Chambre Civile, 22 octobre 2024 — 22/00045
Texte intégral
COUR D'APPEL D'ORLÉANS
C H A M B R E C I V I L E
GROSSES + EXPÉDITIONS : le22/10/2024
la SELARL LX POITIERS-ORLEANS
la SELARL 2BMP
ARRÊT du : 22 OCTOBRE 2024
N° : - 24
N° RG 22/00045 - N° Portalis DBVN-V-B7G-GP4W
DÉCISION ENTREPRISE : Jugement TJ hors JAF, JEX, JLD, J. EXPRO, JCP de TOURS en date du 04 Novembre 2021
PARTIES EN CAUSE
APPELANT :
- Timbre fiscal dématérialisé N°: 1265276548353242
Monsieur [V] [L]
né le 02 Novembre 1952 à [Localité 13] (MAROC)
[Adresse 1]
[Localité 3]
ayant pour avocat postulant Me Sophie GATEFIN de la SELARL LX POITIERS-ORLEANS, avocat au barreau d'ORLEANS,
ayant pour avocat plaidant Me Yann HERRERA, avocat au barreau de BORDEAUX
D'UNE PART
INTIMÉ :
- Timbre fiscal dématérialisé N°: 1265272857926647
Monsieur [G] [P]
né le 27 Mai 1966 à [Localité 12]
[Adresse 10]
[Localité 4]
ayant pour avocat postulant Me Philippe BARON de la SELARL 2BMP, avocat au barreau de TOURS,
ayant pour avocat plaidant Me Barthélemy LEMIALE, avocat au barreau de PARIS
PARTIE INTERVENANTE :
- Timbre fiscal dématérialisé N°: 1265272857926647
S.A.R.L. FINANCE REAL ESTATE ESTABLISHMENT- FREE inscrite au RCS de PARIS SOUS LE n° 805 406 345, représenté par son représentant légal domicilié en cette qualité au siège
[Adresse 2]
[Localité 11]
ayant pour avocat postulant Me Philippe BARON de la SELARL 2BMP, avocat au barreau de TOURS,
ayant pour avocat plaidant Me Barthélemy LEMIALE, avocat au barreau de PARIS
D'AUTRE PART
DÉCLARATION D'APPEL en date du :03 Janvier 2022
ORDONNANCE DE CLÔTURE du : 10 juin 2024
COMPOSITION DE LA COUR
Lors des débats, du délibéré :
Mme Anne-Lise COLLOMP, Présidente de chambre,
M. Laurent SOUSA, Conseiller, en charge du rapport,
Mme Laure-Aimée GRUA, Magistrat honoraire exerçant des fonctions juridictionnelles.
Greffier :
Mme Karine DUPONT, Greffier lors des débats et du prononcé.
DÉBATS :
A l'audience publique du 9 septembre 2024, ont été entendus Monsieur Laurent SOUSA, Conseiller, en son rapport et les avocats des parties en leurs plaidoiries.
ARRÊT :
Prononcé le 22 octobre 2024 par mise à la disposition des parties au Greffe de la Cour, les parties en ayant été préalablement avisées dans les conditions prévues au deuxième alinéa de l'article 450 du Code de procédure civile.
***
FAITS ET PROCÉDURE
Le 23 décembre 2017, M. [L] a confié à l'agence immobilière, exerçant sous l'enseigne Century 21, dont M. [O] était le gérant, un mandat de vente d'un ensemble immobilier dont il était propriétaire indivis, situé [Adresse 6] et [Adresse 8] à [Localité 16].
Le 10 octobre 2017, M. [P] a fait une proposition d'achat du bien qui prévoyait l'établissement d'un avant-contrat avant le 14 octobre 2017, qui a été acceptée par M. [L].
Le même jour, M. [P] a établi une nouvelle proposition d'achat comportant notamment l'exigence d'une clause de substitution à insérer dans le compromis de vente, dès lors que le bien avait vocation à être acquis par la société Free - Finance Real Estate Establishment (la société Free).

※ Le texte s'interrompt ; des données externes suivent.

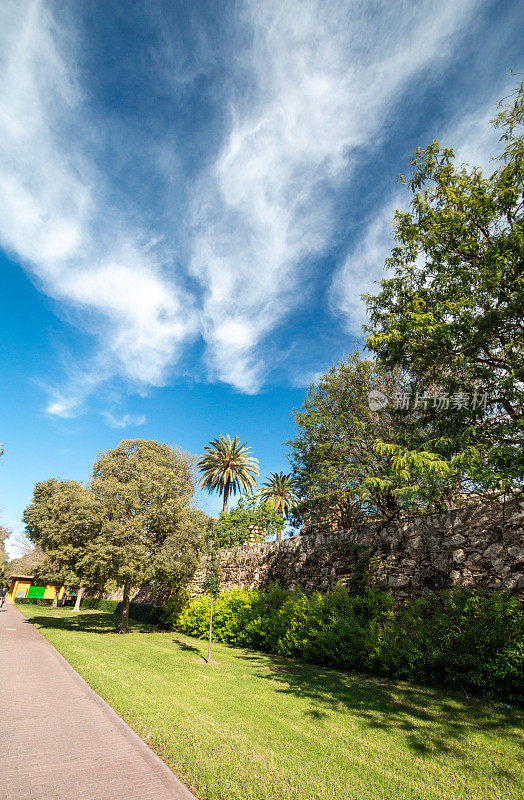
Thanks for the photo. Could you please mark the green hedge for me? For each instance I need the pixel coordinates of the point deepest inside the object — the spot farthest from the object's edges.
(457, 638)
(101, 605)
(143, 612)
(33, 601)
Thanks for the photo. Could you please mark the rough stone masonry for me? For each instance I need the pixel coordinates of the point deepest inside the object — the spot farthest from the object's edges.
(481, 547)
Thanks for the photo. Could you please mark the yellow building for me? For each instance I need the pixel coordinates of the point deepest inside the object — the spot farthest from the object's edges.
(22, 586)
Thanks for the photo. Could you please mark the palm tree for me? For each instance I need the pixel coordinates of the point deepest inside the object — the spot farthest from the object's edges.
(226, 466)
(279, 492)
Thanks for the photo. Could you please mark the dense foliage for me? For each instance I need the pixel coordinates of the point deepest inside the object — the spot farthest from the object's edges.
(149, 533)
(455, 639)
(452, 314)
(64, 520)
(341, 477)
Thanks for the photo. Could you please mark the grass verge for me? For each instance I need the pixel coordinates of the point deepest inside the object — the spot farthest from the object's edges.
(250, 726)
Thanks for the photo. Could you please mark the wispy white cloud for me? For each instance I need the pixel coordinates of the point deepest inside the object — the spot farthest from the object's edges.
(124, 420)
(325, 77)
(313, 87)
(56, 217)
(475, 142)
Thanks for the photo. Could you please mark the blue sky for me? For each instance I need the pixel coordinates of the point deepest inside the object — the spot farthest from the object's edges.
(193, 197)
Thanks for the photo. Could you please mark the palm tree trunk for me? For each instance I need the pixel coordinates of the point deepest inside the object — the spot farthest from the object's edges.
(78, 599)
(226, 498)
(210, 631)
(123, 622)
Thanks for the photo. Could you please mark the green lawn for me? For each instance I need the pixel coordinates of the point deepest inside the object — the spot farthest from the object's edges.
(250, 726)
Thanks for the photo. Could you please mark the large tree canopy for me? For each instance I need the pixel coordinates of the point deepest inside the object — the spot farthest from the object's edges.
(341, 476)
(149, 531)
(452, 314)
(64, 520)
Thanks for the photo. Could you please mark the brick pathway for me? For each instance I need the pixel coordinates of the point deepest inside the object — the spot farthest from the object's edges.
(58, 739)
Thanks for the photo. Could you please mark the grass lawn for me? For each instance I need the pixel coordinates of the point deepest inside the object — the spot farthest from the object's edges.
(255, 727)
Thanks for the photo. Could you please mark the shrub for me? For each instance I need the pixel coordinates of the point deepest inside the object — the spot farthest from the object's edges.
(172, 610)
(455, 639)
(33, 601)
(100, 604)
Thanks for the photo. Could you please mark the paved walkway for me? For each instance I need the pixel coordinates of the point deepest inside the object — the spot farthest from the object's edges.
(58, 739)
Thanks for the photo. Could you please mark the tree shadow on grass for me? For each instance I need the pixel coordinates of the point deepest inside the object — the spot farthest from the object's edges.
(91, 622)
(430, 721)
(190, 649)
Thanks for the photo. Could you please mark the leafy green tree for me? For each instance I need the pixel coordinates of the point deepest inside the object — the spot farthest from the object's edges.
(451, 316)
(228, 467)
(342, 478)
(64, 519)
(249, 516)
(149, 532)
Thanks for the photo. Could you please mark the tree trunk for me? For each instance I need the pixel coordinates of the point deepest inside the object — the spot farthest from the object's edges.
(78, 599)
(123, 623)
(210, 631)
(226, 498)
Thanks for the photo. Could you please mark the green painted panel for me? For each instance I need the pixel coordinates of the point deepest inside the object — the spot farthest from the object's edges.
(37, 592)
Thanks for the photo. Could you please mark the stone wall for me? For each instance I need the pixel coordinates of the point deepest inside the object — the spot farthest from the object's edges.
(480, 547)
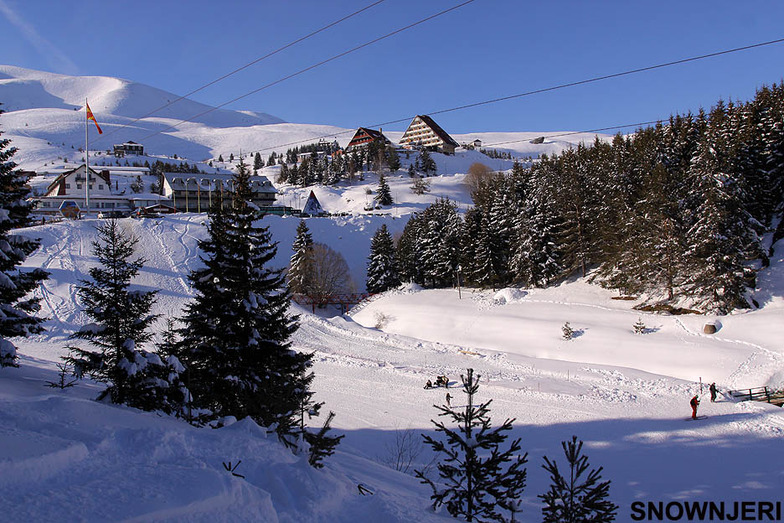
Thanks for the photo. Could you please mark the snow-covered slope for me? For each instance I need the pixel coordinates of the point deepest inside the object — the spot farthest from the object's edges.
(45, 120)
(625, 394)
(64, 456)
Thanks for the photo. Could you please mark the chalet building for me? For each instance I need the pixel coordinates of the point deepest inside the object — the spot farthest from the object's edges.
(424, 133)
(196, 192)
(128, 149)
(70, 186)
(364, 137)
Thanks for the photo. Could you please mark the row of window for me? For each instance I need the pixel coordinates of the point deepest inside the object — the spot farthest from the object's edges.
(79, 186)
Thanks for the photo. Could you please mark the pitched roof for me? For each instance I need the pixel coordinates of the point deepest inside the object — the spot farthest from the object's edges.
(438, 130)
(372, 133)
(59, 182)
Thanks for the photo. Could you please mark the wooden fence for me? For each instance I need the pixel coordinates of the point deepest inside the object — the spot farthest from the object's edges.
(766, 394)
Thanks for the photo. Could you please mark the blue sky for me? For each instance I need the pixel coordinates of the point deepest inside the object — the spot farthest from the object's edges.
(484, 50)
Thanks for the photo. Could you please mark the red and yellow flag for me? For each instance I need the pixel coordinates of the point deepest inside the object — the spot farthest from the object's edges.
(90, 116)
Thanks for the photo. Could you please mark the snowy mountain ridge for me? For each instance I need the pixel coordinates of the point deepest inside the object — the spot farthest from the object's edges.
(44, 118)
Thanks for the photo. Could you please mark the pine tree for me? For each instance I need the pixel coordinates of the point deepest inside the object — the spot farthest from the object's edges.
(477, 478)
(420, 185)
(121, 326)
(384, 194)
(382, 266)
(439, 240)
(568, 331)
(300, 273)
(570, 500)
(426, 163)
(721, 237)
(393, 159)
(16, 308)
(235, 335)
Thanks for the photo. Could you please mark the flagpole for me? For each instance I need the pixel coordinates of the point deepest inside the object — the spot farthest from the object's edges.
(86, 163)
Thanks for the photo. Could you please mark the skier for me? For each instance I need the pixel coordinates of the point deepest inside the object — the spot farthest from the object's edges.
(695, 401)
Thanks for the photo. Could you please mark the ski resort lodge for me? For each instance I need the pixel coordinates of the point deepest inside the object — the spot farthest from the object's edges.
(126, 191)
(364, 137)
(196, 192)
(128, 148)
(425, 133)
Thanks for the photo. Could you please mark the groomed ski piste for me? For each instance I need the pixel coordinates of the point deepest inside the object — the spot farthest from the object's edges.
(65, 456)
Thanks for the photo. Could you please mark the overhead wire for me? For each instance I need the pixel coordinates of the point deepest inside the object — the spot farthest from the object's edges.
(314, 66)
(247, 65)
(549, 89)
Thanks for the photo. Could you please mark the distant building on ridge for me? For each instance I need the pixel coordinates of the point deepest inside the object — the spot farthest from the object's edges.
(364, 137)
(425, 133)
(128, 148)
(312, 206)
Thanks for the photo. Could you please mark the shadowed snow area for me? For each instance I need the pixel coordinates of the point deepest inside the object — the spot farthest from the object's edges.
(625, 394)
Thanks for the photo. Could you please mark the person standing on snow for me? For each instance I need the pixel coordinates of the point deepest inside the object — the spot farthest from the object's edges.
(695, 402)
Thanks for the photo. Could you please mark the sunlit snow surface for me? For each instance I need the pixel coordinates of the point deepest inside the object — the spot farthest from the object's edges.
(66, 456)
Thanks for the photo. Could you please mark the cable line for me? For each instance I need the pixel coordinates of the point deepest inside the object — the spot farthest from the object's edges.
(314, 66)
(552, 88)
(609, 76)
(254, 62)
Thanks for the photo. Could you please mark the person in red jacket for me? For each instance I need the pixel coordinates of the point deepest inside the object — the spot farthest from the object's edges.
(695, 402)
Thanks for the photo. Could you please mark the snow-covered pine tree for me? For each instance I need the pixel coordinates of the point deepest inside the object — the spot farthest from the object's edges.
(477, 478)
(409, 253)
(121, 326)
(300, 273)
(384, 194)
(439, 243)
(320, 444)
(426, 164)
(392, 158)
(235, 335)
(568, 331)
(475, 257)
(16, 307)
(571, 499)
(721, 236)
(382, 265)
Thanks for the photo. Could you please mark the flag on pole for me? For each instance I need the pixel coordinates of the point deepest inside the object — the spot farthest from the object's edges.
(90, 116)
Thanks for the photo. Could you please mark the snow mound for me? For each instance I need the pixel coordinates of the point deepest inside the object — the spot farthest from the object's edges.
(409, 288)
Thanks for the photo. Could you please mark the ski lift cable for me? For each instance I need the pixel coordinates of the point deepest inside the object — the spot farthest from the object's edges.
(314, 66)
(249, 64)
(554, 88)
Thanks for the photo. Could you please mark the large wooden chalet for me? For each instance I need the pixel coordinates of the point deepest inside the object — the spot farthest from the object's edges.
(364, 137)
(197, 192)
(128, 148)
(70, 185)
(425, 133)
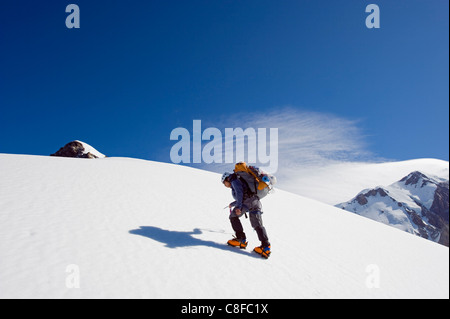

La date du 14 octobre 2017 n'était plus prévue pour l'établissement d'un avant-contrat, mais pour l'acception de l'offre par le vendeur. M. [L] a accepté l'offre d'achat le 10 octobre 2017.
La vente n'a toutefois pas fait l'objet d'un avant-contrat ou d'un acte authentique de vente et M. [L] a vendu l'ensemble immobilier à un tiers le 31 août 2018.
Par acte en date du 25 juillet 2018, M. [P] a alors fait assigner M. [L] devant le tribunal judiciaire de Tours a'n de voir indemniser le préjudice subi suite à la rupture de l'engagement de vente de l'ensemble immobilier.
Par jugement en date du 4 novembre 2021, assorti de l'exécution provisoire, le tribunal judiciaire de Tours a :
- dit et jugé que M. [L] a refusé sans motif légitime, d'exécuter son engagement contractuel de vendre l'immeuble sis [Adresse 6] et [Adresse 8] à [Localité 16] ;
- condamné en conséquence M. [L] à verser à M. [P] les sommes de 5 400 € au titre des frais d'expertise comptable et de 102 103,40 € au titre de la perte chance de percevoir les revenus locatifs de l'immeuble ;
- débouté M. [P] du surplus de ses demandes ;
- débouté M. [L] de sa demande de dommages et intérêts pour procédure abusive ;
- condamné M. [L] à verser à M. [P] une indemnité de 4 000 € sur le fondement de l'article 700 du code de procédure civile ainsi qu'aux entiers dépens.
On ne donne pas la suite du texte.